We don’t just look in one direction. We look at eight different directions in order to get a whole view of the specimen.
The new microscope overcame both of these obstacles. First, rather than repeatedly illuminating the entire fly – and frying it to a crisp – their microscope shone light through the egg in very thin slices, or planes. “Imaging in 3D is different than 2D,” Stelzer says. “We don’t just look in one direction. We look at eight different directions in order to get a whole view of the specimen.” Scientists can then put these slices together using a computer and digitally recreate the specimen in 3D. And since less light energy is being used to image the egg at a time, the fly can survive imaging for days at a time. Selective plane illumination microscopy, or SPIM, was born.
To boldly go…
The next challenge was to convince other biologists. “People seemed hesitant to try something so new at the time,” Stelzer remembers. But EMBL alumnus Jochen Wittbrodt, who was working with medaka fish, stepped up to the challenge. They brought on other students, including Sebastian Enders, Jan Huisken and Philipp Keller. Together, they did something no scientist had done before: see the inside of a live, intact fruit fly embryo, and image it in 3D.

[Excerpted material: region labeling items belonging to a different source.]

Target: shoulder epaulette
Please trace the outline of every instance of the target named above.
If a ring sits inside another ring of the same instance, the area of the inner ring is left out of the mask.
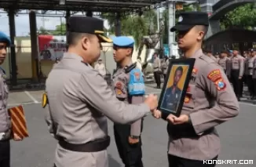
[[[126,67],[125,69],[124,69],[125,72],[126,73],[130,72],[130,71],[134,69],[136,67],[136,66],[137,66],[137,63],[134,63],[134,64],[131,64],[130,66]]]

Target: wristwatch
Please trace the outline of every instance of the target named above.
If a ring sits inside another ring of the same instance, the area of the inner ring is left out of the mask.
[[[140,138],[139,136],[133,136],[133,135],[131,135],[130,137],[131,137],[132,139],[139,139],[139,138]]]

The results were astounding. Through thousands of images put together like a detailed flipbook, the team could clearly see and trace the organs as they developed inside the fly embryo – the pinching off of thorax and abdomen, the banding of rounded segments, the growth of the eyes. The whole period of imaging lasted seventeen hours. And what’s more, the fly survived intact and was able to complete embryogenesis. Without delay, Stelzer and Steffen Lindek wrote a patent for SPIM and the team got to work on a prototype.

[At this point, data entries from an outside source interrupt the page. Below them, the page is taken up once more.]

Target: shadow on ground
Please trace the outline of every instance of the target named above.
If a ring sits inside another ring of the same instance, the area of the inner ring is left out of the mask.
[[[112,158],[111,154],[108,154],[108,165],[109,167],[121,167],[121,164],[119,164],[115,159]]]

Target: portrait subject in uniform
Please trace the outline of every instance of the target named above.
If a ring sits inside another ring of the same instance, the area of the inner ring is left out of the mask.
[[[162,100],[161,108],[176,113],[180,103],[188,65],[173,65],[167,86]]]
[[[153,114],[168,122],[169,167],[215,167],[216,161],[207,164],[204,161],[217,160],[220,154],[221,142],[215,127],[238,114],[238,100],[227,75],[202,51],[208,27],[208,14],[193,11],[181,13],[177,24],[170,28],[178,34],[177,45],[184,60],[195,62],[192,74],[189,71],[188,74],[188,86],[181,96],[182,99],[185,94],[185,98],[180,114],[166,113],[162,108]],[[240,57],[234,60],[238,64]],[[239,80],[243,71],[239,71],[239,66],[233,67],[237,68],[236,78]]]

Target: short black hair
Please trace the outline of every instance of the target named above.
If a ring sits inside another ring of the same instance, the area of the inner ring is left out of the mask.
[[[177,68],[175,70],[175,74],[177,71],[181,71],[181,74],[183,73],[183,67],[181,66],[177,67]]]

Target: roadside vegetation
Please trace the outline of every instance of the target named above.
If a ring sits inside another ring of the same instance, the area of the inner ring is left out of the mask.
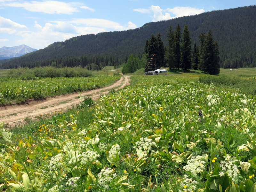
[[[96,104],[86,97],[51,118],[2,124],[0,188],[256,191],[255,96],[196,72],[134,75]]]
[[[29,99],[44,99],[49,96],[86,91],[110,85],[120,78],[119,75],[38,77],[29,80],[17,78],[1,78],[0,104],[18,104]]]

Life is not flat – cells don’t grow between a glass slide and cover slip. Cells grow on cells!
By the early 2000s what began as a side project became a full-time focus. The team had constructed a monolithic microscope carved out of a single block of aluminium. Later versions were built in increments with increasingly advanced lenses – and they even turned to German car manufacturers for other parts. “The motors that we ordered from one company were not even in the catalogue yet!” Stelzer remembers.

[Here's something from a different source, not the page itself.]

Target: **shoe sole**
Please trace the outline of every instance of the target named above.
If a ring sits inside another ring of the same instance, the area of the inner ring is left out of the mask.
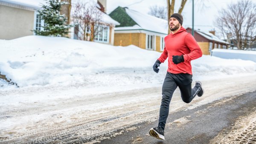
[[[150,130],[149,130],[149,135],[150,135],[153,136],[153,137],[155,137],[157,139],[160,140],[164,140],[164,136],[160,135],[157,132],[154,130],[154,129],[151,128]]]
[[[203,94],[202,94],[202,95],[201,95],[201,96],[199,96],[199,95],[198,95],[198,96],[199,96],[199,97],[201,97],[201,96],[202,96],[203,95],[204,95],[204,89],[203,89],[203,87],[203,87],[203,86],[202,86],[202,83],[201,83],[201,81],[195,81],[195,83],[199,83],[199,84],[200,84],[200,85],[201,86],[201,89],[202,89],[202,90],[203,90]]]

Applications of light-sheet based fluorescence microscopy have come a long way since this adventurous group of scientists were hacking parts together to think in 3D. Researchers can now use it to probe into deep tissue, such as in plants and zebrafish, as well as better understand diseases that affect humans, such as type 1 diabetes and congenital disorders. “You take on a different attitude toward your specimen when thinking in 3D,” Stelzer says. “Life is not flat – cells don’t grow between a glass slide and cover slip. Cells grow on cells! The seeds of light-sheet based fluorescence microscopy were sown at EMBL – and thanks to the efforts of biologists, physicists, engineers and many other professionals, its applications are now being developed and used around the world.”
This image is a composite of lateral pentascolopidial organs, a wing imaginal disc pouch, and an epithelial wound in a Drosophila larva. The organs are arranged here like eyelashes. Cells surrounding an epidermal wound appear as the iris and pupil of this artistic eye.